Ofcom granted permission for the format change on 12 May 2009, although the new licence still required the station to air late-night phone-ins and Saturday afternoon sports coverage, in addition to the daytime talk programming requested by Bauer. Bauer was also told that the simulcasting of Magic 1548 content onto the City Talk frequency would not be permitted, but that some programming elements could be shared with Radio City.

On 21 June 2009, the station went live with their new talk-music format.

===Third format (January 2010 – December 2015)===
In January 2010, the station changed its format again, to operate a news-and-music mix. This saw extended news bulletins airing every 20 minutes (updated hourly, with more frequent updates during major breaking events), and soft adult contemporary music in between bulletins. This format aired for much of the day, except during the remaining presenter-led shows, such as the Pete Price phone in on Sunday – Thursday evenings and sports coverage, simulcast with Radio City. Later, the station reintroduced live all-speech breakfast and drive time programmes on weekdays, presented by Mick Coyle and Adam Catterall.

===Fourth & Final format and frequency switch (December 2015 – May 2020)===
In July 2015, Bauer submitted a formal request to OFCOM to swap City Talk's service with that of Radio City 2. The company proposed reformating Radio City Talk as a rock music station incorporating local news and sports coverage on Radio City 2's current AM frequency of 1548 AM. The request, which also removes requirements for all-speech shows at peak times and a late night phone-in, was approved three months later.

The switchover to the new rock, sports and talk format and transmission on AM took place on Monday 7 December 2015. Radio City Talk relaunched with a full schedule of live shows on weekdays, presented by Steve Hothersall (The Kick Off), Mick Coyle (Liverpool Live) and Adam Caterall (Full Time) and the Pete Price 'Late Night City' show being relayed from Radio City 2. Weekend programming consisted of specialist, sport and music output.

==The earlier City Talk experiment==
Radio City Talk was not the first time Radio City had operated a speech service for Liverpool. Radio City Talk previously existed Radio City's MW frequency, broadcasting between 1989 and 1991 as a daytime opt-out between the hours of 0700 and 1900 on weekdays, sharing content with Radio City's FM service outside these times. This approach differed from that taken by the other stations, which generally launched "oldies" format stations on their former AM frequencies.
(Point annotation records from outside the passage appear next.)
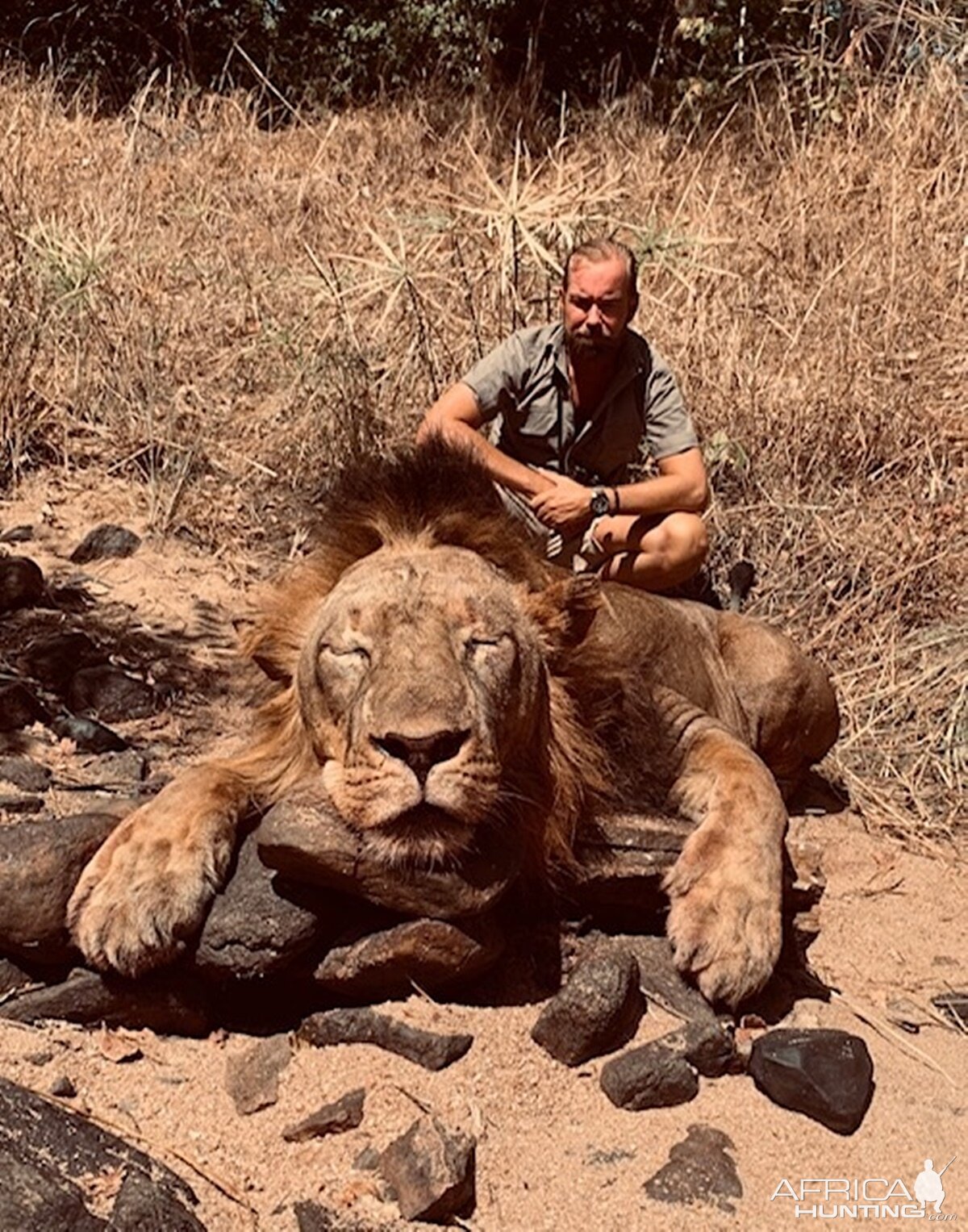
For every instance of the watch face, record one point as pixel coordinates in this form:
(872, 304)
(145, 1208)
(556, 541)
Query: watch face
(600, 503)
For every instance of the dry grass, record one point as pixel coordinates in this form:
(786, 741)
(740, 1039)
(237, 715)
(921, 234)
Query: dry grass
(222, 313)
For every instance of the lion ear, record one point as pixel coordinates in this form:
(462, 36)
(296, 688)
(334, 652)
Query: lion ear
(565, 610)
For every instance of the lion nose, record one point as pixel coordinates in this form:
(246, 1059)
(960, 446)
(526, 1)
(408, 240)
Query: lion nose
(421, 753)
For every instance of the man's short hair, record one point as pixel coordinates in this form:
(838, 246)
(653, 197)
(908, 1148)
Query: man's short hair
(603, 249)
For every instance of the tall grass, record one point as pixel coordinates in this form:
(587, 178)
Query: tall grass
(223, 315)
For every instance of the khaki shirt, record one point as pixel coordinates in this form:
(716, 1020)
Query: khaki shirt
(525, 381)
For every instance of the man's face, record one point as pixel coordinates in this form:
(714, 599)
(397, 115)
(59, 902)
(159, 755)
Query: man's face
(598, 306)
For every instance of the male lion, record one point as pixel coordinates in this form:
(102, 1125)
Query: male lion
(432, 678)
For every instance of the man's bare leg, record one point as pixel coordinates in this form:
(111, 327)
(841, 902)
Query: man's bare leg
(652, 553)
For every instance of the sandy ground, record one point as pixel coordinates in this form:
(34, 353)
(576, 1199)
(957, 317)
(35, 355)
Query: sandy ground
(552, 1151)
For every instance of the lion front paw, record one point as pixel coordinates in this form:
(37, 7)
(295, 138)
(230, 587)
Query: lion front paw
(724, 918)
(147, 890)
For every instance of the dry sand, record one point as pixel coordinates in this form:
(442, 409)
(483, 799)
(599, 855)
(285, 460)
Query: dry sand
(552, 1151)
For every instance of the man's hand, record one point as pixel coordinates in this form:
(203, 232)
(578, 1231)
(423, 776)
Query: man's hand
(565, 507)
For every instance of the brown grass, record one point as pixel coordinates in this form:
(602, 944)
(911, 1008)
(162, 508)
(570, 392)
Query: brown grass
(222, 313)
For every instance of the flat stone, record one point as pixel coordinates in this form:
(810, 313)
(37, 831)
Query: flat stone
(40, 865)
(25, 774)
(20, 708)
(429, 954)
(652, 1075)
(432, 1171)
(344, 1114)
(21, 583)
(252, 1075)
(699, 1171)
(254, 929)
(598, 1010)
(308, 842)
(364, 1025)
(106, 540)
(53, 659)
(171, 1003)
(46, 1148)
(88, 734)
(827, 1075)
(111, 695)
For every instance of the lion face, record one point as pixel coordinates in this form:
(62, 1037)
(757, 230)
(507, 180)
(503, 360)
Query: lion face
(424, 691)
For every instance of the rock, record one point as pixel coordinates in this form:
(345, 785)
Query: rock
(105, 541)
(653, 1075)
(25, 774)
(699, 1171)
(21, 583)
(16, 535)
(825, 1075)
(20, 708)
(171, 1003)
(706, 1046)
(624, 859)
(366, 1026)
(596, 1012)
(54, 659)
(308, 842)
(252, 1075)
(21, 804)
(338, 1117)
(430, 954)
(111, 695)
(40, 865)
(88, 734)
(254, 929)
(661, 981)
(432, 1171)
(46, 1148)
(954, 1008)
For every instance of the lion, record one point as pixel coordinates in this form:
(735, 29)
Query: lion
(432, 679)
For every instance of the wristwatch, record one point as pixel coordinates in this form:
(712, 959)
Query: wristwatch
(600, 503)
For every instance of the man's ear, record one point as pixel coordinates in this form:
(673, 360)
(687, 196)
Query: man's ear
(565, 610)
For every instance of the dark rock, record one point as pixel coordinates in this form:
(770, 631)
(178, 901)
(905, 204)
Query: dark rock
(25, 774)
(338, 1117)
(432, 1171)
(954, 1008)
(428, 954)
(21, 804)
(661, 981)
(44, 1148)
(706, 1045)
(20, 708)
(699, 1171)
(21, 583)
(11, 977)
(366, 1026)
(825, 1075)
(88, 734)
(54, 659)
(252, 1075)
(40, 865)
(653, 1075)
(16, 535)
(308, 842)
(596, 1012)
(169, 1002)
(254, 929)
(624, 859)
(111, 695)
(105, 541)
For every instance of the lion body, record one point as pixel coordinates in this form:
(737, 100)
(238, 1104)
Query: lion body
(434, 678)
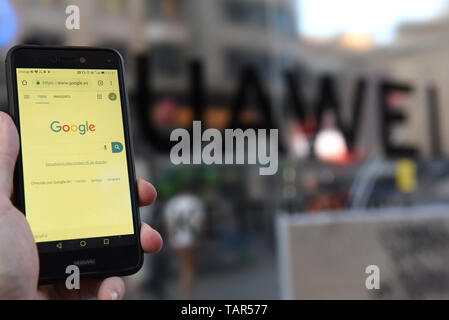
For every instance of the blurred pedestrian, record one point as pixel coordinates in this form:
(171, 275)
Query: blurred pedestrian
(184, 219)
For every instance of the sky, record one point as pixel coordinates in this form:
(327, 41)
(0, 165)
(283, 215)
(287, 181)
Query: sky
(380, 18)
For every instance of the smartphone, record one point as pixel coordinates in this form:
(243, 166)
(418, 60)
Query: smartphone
(75, 178)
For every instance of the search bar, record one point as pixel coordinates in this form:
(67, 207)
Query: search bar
(76, 148)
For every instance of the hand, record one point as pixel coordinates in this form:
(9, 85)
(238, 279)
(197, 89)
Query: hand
(19, 261)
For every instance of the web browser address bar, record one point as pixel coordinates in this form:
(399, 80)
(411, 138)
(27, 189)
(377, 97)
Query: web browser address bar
(76, 148)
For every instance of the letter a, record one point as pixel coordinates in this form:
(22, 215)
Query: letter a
(73, 20)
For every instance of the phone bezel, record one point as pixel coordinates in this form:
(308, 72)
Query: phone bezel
(108, 261)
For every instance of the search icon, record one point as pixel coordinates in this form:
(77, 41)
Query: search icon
(116, 147)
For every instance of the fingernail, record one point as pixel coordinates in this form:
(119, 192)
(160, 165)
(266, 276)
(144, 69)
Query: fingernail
(115, 295)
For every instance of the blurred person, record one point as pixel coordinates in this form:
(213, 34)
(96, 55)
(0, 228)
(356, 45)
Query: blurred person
(19, 260)
(184, 219)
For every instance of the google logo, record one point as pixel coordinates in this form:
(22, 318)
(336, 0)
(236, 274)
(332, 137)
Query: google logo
(83, 128)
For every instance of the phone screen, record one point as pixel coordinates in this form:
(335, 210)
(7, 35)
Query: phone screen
(75, 169)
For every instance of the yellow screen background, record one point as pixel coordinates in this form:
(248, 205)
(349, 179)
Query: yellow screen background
(75, 186)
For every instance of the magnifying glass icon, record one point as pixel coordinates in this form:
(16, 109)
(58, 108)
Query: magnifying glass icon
(116, 147)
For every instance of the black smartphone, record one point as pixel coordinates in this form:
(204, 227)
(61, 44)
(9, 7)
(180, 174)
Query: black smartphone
(75, 178)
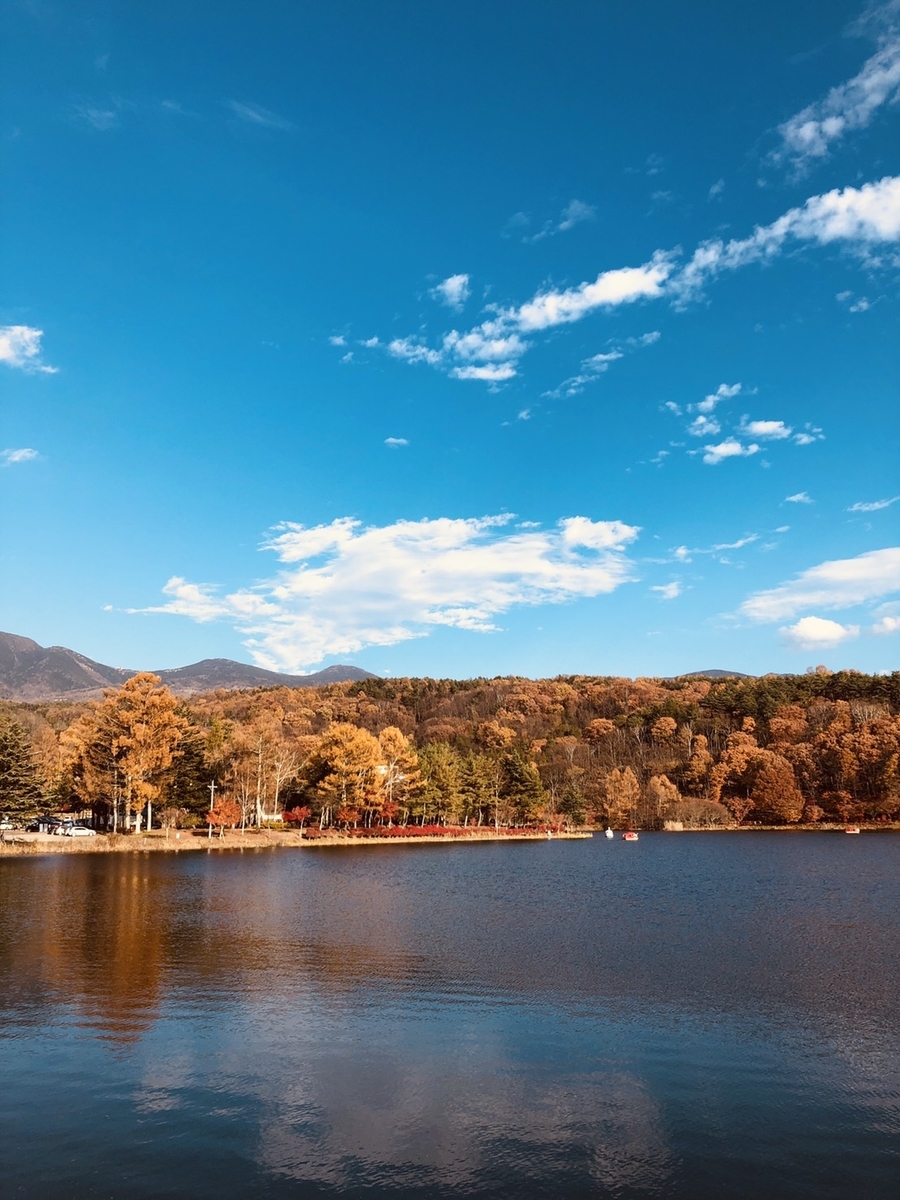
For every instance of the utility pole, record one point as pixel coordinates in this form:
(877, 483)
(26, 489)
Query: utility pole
(211, 805)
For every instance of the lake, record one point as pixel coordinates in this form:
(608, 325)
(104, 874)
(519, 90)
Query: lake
(691, 1015)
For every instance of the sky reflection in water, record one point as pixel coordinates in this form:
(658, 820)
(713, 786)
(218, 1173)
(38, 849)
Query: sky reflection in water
(697, 1015)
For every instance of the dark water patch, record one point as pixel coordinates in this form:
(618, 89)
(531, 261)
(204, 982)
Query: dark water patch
(689, 1017)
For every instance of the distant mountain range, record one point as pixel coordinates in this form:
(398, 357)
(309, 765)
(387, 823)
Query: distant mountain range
(715, 673)
(34, 672)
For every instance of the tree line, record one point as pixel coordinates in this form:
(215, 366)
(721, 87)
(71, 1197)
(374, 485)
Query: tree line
(509, 751)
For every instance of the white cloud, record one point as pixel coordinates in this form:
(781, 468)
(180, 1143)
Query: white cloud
(863, 216)
(9, 457)
(817, 633)
(703, 426)
(839, 583)
(810, 135)
(413, 352)
(255, 114)
(598, 364)
(21, 347)
(724, 391)
(571, 215)
(747, 540)
(101, 119)
(489, 372)
(607, 291)
(667, 591)
(873, 505)
(772, 431)
(489, 342)
(454, 292)
(343, 587)
(729, 449)
(574, 214)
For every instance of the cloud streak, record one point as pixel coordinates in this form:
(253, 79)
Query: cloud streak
(809, 136)
(343, 587)
(261, 118)
(10, 457)
(861, 217)
(840, 583)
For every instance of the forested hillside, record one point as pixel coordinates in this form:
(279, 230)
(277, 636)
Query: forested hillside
(396, 753)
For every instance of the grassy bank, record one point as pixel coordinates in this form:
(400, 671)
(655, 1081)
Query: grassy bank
(19, 844)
Despite a speech format being suited to AM broadcasting, it was not a success so in 1991 the station was closed and Radio City followed the established format of introducing an oldies station - Radio City Gold 1548, which itself was later rebranded as part of the Magic AM network to Magic 1548. In 2015, the Magic AM stations were rebranded back to their local identities as part of the new Bauer City 2 network, and Magic 1548, which became Radio City 2 before switching frequencies with Radio City Talk.

==Coverage area==
The station was targeted for listeners in North Wales, Cheshire and Liverpool however extensive broadcasts could be heard in Greater Manchester and Staffordshire.

== Demise ==
On 7 May 2020, Bauer Radio announced that Radio City Talk would cease broadcasting later in the month. Bauer had said that due to low listening figures, it was deemed not financially viable to keep the station running. On 29 May 2020, Radio City Talk presented its last weekday programming schedule. Its final broadcasting date was 31 May 2020. The last song to be played was Hey Jude by The Beatles and at 12:06 a.m. on 1 June 2020, Radio City Talk went silent.